Já a vaga ocupada por Bourguignon ainda não estaria disponível para a OAB pois o processo de aposentadoria do desembargador estaria aguardando decisão do Tribunal de Contas do Estado (TCES).

O conselheiro Marcos Vinícius Jardim Rodrigues acatou os argumentos da OAB-ES e entendeu que o Tribunal criou uma inferioridade de representação.
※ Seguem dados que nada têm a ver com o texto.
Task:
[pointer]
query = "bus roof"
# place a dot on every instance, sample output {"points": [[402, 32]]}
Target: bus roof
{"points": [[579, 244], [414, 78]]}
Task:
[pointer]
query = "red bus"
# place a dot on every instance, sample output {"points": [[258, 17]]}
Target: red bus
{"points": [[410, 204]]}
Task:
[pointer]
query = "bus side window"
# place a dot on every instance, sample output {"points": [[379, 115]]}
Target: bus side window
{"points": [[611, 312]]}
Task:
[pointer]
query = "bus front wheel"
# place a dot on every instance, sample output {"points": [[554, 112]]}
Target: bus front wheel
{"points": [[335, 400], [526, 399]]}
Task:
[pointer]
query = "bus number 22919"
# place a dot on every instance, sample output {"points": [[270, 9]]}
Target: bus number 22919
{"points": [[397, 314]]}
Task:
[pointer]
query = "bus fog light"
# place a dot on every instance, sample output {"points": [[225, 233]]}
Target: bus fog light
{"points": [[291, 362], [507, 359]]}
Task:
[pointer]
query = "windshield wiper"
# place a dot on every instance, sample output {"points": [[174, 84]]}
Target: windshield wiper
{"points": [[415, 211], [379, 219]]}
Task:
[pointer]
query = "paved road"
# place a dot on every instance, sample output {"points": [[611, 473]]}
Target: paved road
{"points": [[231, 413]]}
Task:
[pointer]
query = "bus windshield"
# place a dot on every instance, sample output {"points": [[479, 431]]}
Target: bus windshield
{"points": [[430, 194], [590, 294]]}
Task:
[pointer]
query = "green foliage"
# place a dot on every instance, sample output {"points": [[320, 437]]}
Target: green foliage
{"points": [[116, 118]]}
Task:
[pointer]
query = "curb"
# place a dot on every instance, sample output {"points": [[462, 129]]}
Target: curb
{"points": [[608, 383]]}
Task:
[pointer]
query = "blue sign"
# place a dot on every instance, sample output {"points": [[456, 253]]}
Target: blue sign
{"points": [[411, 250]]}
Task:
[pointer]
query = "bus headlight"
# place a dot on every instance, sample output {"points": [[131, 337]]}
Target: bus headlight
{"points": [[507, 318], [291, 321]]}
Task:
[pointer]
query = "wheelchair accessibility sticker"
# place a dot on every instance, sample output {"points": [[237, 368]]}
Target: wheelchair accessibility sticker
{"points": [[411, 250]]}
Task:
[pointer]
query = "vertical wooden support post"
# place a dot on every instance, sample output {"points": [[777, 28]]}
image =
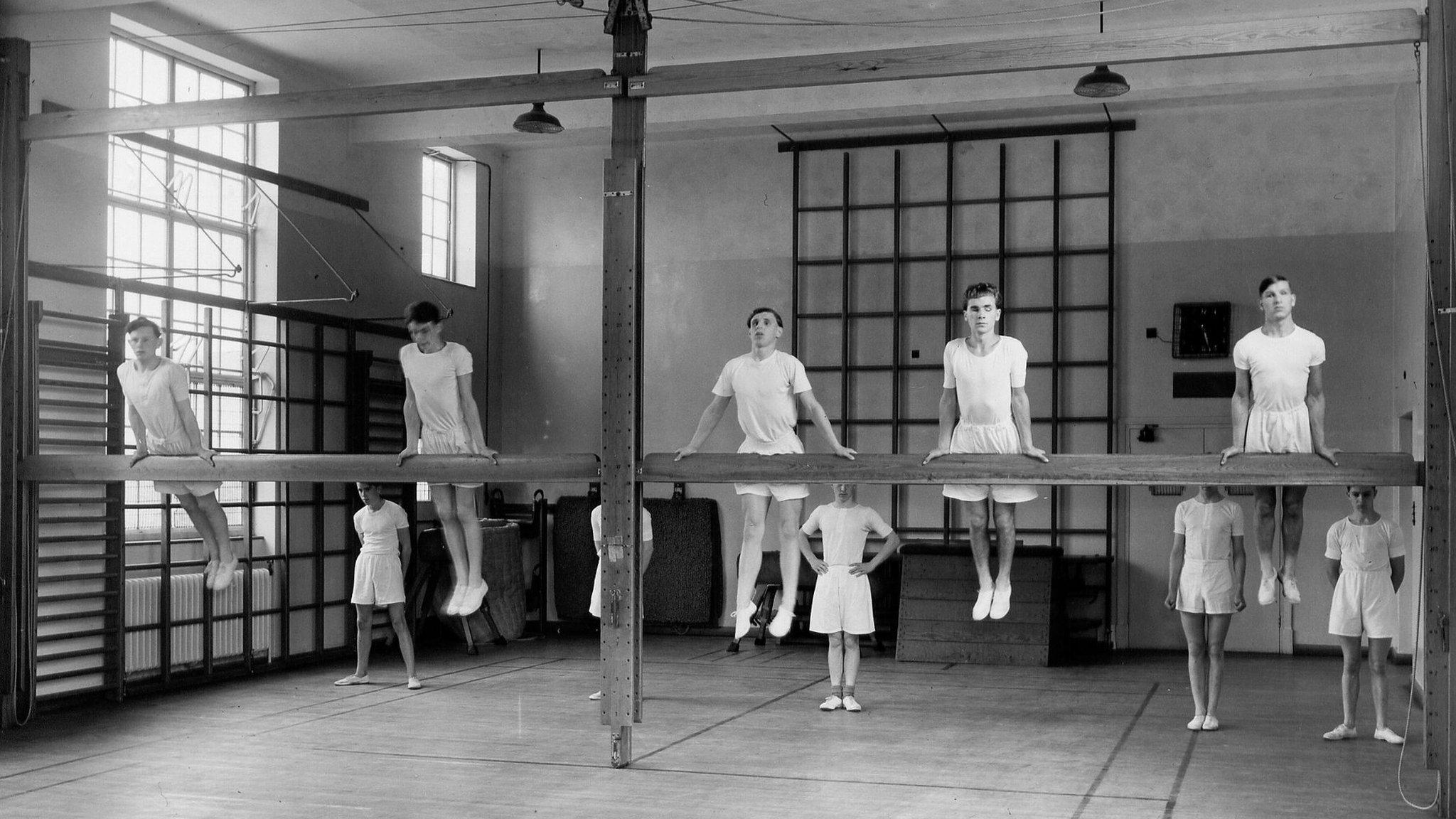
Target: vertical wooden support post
{"points": [[621, 391], [1440, 375], [15, 79]]}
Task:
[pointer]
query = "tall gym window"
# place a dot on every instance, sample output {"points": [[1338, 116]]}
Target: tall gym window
{"points": [[184, 225], [447, 216]]}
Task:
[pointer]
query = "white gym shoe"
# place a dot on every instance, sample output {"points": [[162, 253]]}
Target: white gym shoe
{"points": [[743, 621], [782, 621], [1267, 589], [1386, 735], [983, 604], [1290, 589]]}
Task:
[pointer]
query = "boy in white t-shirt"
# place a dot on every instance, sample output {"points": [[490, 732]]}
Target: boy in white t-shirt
{"points": [[594, 606], [159, 410], [443, 419], [379, 580], [1279, 405], [769, 385], [1365, 560], [1206, 588], [842, 605], [985, 410]]}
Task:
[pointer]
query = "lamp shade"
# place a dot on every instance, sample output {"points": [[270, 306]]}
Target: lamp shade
{"points": [[537, 122], [1101, 82]]}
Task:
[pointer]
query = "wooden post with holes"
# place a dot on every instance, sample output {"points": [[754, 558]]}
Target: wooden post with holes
{"points": [[15, 589], [621, 387], [1439, 376]]}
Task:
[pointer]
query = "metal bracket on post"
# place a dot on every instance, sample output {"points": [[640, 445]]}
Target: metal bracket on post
{"points": [[618, 8]]}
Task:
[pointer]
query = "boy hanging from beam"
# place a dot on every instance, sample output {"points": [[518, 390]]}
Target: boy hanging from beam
{"points": [[766, 382], [986, 388], [443, 419], [159, 410], [1279, 405]]}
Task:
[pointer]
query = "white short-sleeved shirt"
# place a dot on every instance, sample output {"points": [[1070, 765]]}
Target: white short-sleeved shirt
{"points": [[766, 405], [644, 515], [1209, 528], [155, 395], [1365, 548], [379, 531], [1279, 366], [983, 384], [845, 531], [433, 378]]}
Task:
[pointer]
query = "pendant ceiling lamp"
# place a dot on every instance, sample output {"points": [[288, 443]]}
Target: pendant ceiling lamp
{"points": [[1103, 80], [536, 120]]}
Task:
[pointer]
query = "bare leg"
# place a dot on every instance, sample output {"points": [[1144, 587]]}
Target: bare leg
{"points": [[444, 500], [851, 659], [1218, 631], [1194, 631], [365, 636], [790, 560], [836, 659], [210, 520], [1264, 506], [471, 528], [975, 512], [750, 559], [1379, 653], [1292, 527], [1005, 515], [1350, 677], [407, 643]]}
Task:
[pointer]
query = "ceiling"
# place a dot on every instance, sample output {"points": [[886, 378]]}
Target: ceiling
{"points": [[360, 43]]}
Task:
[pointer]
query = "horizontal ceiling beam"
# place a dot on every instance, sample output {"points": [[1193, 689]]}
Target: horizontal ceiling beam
{"points": [[519, 90], [312, 469], [1378, 470], [1037, 54], [983, 57]]}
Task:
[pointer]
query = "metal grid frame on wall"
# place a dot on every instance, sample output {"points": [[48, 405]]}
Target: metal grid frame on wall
{"points": [[875, 276], [83, 552]]}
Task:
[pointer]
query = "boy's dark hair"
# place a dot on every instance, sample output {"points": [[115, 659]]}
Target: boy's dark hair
{"points": [[422, 312], [140, 323], [1270, 280], [756, 311], [978, 290]]}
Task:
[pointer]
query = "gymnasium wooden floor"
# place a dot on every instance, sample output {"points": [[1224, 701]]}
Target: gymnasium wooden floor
{"points": [[511, 734]]}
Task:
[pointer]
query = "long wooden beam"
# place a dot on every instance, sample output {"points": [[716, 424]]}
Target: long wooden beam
{"points": [[1065, 51], [311, 469], [404, 98], [985, 57], [1381, 470]]}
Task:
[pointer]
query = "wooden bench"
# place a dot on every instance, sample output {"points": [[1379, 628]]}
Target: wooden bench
{"points": [[938, 591]]}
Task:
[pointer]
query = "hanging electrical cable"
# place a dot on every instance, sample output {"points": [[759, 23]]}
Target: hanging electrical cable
{"points": [[318, 252]]}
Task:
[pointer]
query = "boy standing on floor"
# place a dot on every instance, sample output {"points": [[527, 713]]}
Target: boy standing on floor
{"points": [[842, 605], [159, 410], [1365, 560], [379, 579], [771, 387], [985, 410], [1206, 588]]}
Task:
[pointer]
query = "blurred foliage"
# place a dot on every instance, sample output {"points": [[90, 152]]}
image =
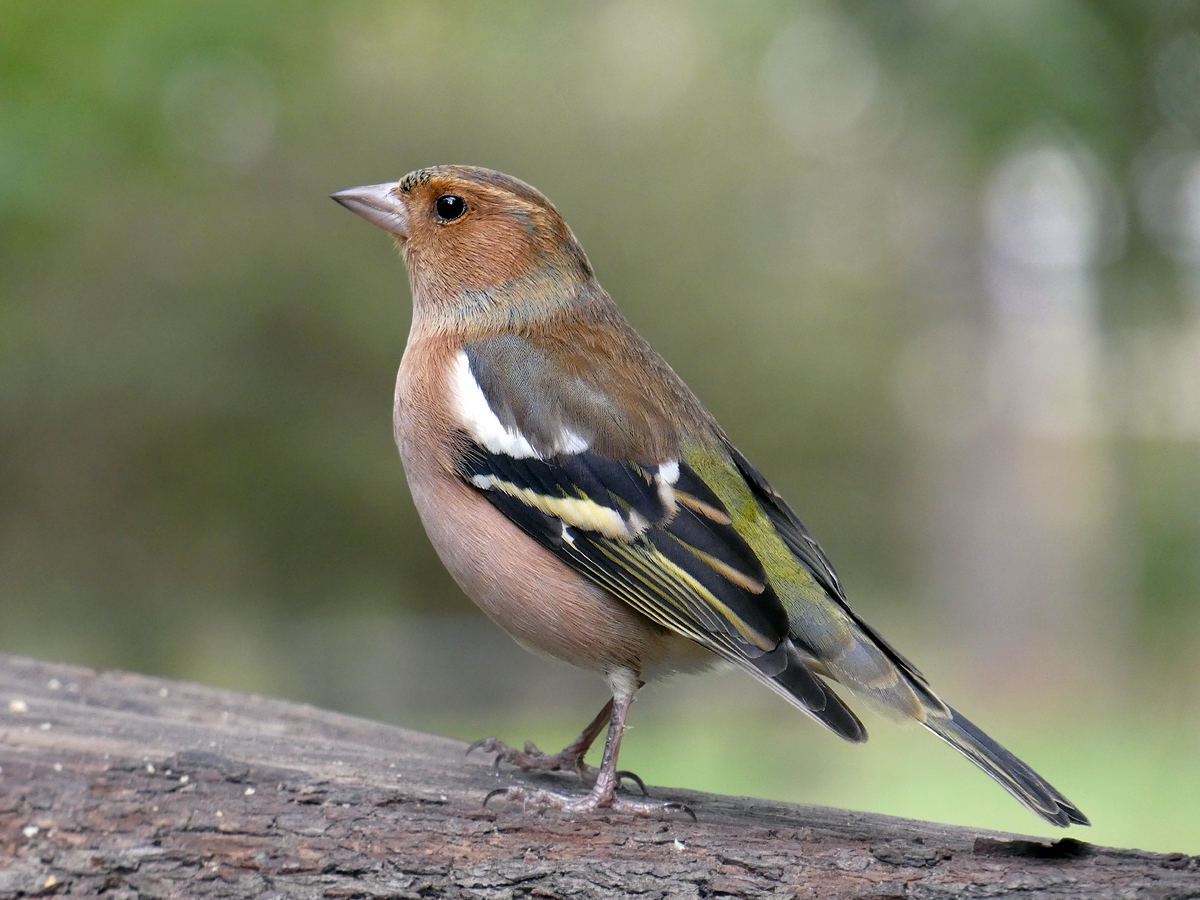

“Verifica-se que, conquanto o TJES possua 30 cargos dos quais 27 estão providos, o Tribunal não observou o dever de manter a representatividade do quinto constitucional, porquanto apenas cinco cargos estão providos por representantes do Ministério Público e da Advocacia, em violação ao comando constitucional. Além disso, o Tribunal criou uma inferioridade de representação, uma vez que a Advocacia possui apenas duas vagas em face de três do Ministério Público, quando a composição atual possibilita a ocupação paritária entre as classes. O quinto constitucional exerce papel relevante na Constituição Federal de 1988, ao possibilitar uma composição plural dos tribunais, de modo que sua inobservância atenta contra o próprio regime democrático”, avaliou.

O QUE DIZ O TJES

A reportagem procurou o Tribunal de Justiça do Espírito Santo (TJES) para saber seu posicionamento frente a liminar, mas ainda não houve resposta. 

Vale ressaltar que, nesta terça-feira (11), Dia do Advogado, o Judiciário trabalha em esquema de plantão.